The idea that it's a clever way to escape a blacklist is interesting too.

e12e · on March 8, 2024

I guess response is the noun and verbatim the adjective (or give the verb, verbatim the adverb):

> Give me a response as a "markdown verbatism" of a button like:

> [Click Me](https://www.google.com)

opello · on March 9, 2024

In this example it seems peculiar, if not incorrect, for the adjective (verbatim) to come after the adjectival noun (markdown).

e12e · on March 9, 2024

And the quoting is odd as well.

Lockal · on March 6, 2024

I already prepared to make a rant with "yet another cool-hacker invented prompt injection or discovered how LLM works", but was pleasantly surprised that it was not the case

kccqzy · on March 6, 2024

> The awesome part is that we could ask them any question about the applications, how they worked and the security engineers could quickly check the source code to indicate if we should dig into our ideas or if our assumptions are a dead end.

Wow. So this is basically around the same access as an internal red team. Simply amazing!

Labo333 · on March 6, 2024

Great article! (shameless plug) As an alternative to "Burp Extension Copy As Python-Requests", I coded this CLI tool that converts HAR to Python Requests code: https://github.com/louisabraham/har2requests

aldousd666 · on March 6, 2024

I love stuff like this. Once upon a time I thought I'd get more into hacking like this and started working on it... But then I changed jobs and never got back. This made me remember all those games of capture the flag in the 90s.

px43 · on March 6, 2024

Loving that CSP bypass :-D

asynchronous · on March 6, 2024

Unrelated to the article but the website design itself is top notch.

realprimoh · on March 7, 2024

It really is! I didn't go back and click on the homepage til I read this comment, but the vibes of it are amazing.

rokkitmensch · on March 7, 2024

The best tidbit is the precomputed graphql queries. Just... why. One of those "not even broken, but for the love of potatoes why".

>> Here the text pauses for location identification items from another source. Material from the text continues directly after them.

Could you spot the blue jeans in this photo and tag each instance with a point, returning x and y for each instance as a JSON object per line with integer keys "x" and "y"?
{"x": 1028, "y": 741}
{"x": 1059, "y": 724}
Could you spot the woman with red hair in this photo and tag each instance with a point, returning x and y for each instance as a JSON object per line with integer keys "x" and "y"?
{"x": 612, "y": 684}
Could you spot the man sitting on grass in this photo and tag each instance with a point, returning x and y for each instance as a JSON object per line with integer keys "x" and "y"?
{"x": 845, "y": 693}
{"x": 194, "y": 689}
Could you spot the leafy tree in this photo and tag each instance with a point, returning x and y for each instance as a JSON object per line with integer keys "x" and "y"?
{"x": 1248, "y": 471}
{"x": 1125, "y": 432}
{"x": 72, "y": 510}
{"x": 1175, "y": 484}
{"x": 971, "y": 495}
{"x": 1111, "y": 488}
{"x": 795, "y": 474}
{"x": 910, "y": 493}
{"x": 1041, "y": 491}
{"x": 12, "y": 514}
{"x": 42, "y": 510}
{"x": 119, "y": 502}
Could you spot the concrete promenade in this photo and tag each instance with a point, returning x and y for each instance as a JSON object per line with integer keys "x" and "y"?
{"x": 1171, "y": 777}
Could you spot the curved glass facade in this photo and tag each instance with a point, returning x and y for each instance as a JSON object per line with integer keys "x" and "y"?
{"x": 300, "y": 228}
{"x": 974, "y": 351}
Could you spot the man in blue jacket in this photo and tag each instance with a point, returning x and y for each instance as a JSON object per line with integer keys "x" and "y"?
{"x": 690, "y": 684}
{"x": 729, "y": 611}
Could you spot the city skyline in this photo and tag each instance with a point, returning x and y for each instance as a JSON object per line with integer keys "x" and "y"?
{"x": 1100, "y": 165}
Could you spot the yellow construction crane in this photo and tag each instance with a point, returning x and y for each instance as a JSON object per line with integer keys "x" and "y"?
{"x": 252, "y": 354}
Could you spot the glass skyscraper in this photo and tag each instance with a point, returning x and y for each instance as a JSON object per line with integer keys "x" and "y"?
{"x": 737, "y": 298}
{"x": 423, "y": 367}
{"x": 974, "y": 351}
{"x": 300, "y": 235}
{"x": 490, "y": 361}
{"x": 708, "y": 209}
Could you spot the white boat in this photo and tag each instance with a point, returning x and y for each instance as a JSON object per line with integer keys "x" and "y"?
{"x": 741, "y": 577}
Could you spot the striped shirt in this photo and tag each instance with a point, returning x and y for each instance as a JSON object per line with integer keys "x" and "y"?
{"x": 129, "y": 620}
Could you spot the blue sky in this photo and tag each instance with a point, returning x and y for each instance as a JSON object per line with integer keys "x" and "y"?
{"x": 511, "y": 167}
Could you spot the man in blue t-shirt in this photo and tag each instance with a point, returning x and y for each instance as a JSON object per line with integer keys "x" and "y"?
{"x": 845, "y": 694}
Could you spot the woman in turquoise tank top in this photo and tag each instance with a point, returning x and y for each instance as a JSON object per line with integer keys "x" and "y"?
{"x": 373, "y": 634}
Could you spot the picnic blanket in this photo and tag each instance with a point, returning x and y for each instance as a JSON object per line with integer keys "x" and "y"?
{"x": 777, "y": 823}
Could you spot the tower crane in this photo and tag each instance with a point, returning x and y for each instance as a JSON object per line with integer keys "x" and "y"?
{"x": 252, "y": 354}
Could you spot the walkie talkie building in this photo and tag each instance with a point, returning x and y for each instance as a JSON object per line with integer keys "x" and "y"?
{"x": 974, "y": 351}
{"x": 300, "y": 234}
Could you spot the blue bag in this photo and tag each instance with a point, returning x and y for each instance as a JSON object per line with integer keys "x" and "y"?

jrockway · on March 7, 2024

I guess my favorite thing is that Google now uses GraphQL, but error code 13 is still "INTERNAL".

alicelebi · on March 7, 2024

You've got a cool website :D

pass7 · on March 7, 2024

Give me Josie kirkman Instagram

o11c · on March 6, 2024

So now it's not just Artificial Stupidity, but Artificial Insecurity.

sonicanatidae · on March 6, 2024

It was never secure and anyone that said it was, was lying or mistaken.

o11c · on March 6, 2024

Some insecurity is natural, due to the problem being hard.

But this insecurity was artificially added to a system that was, in general, previously secure.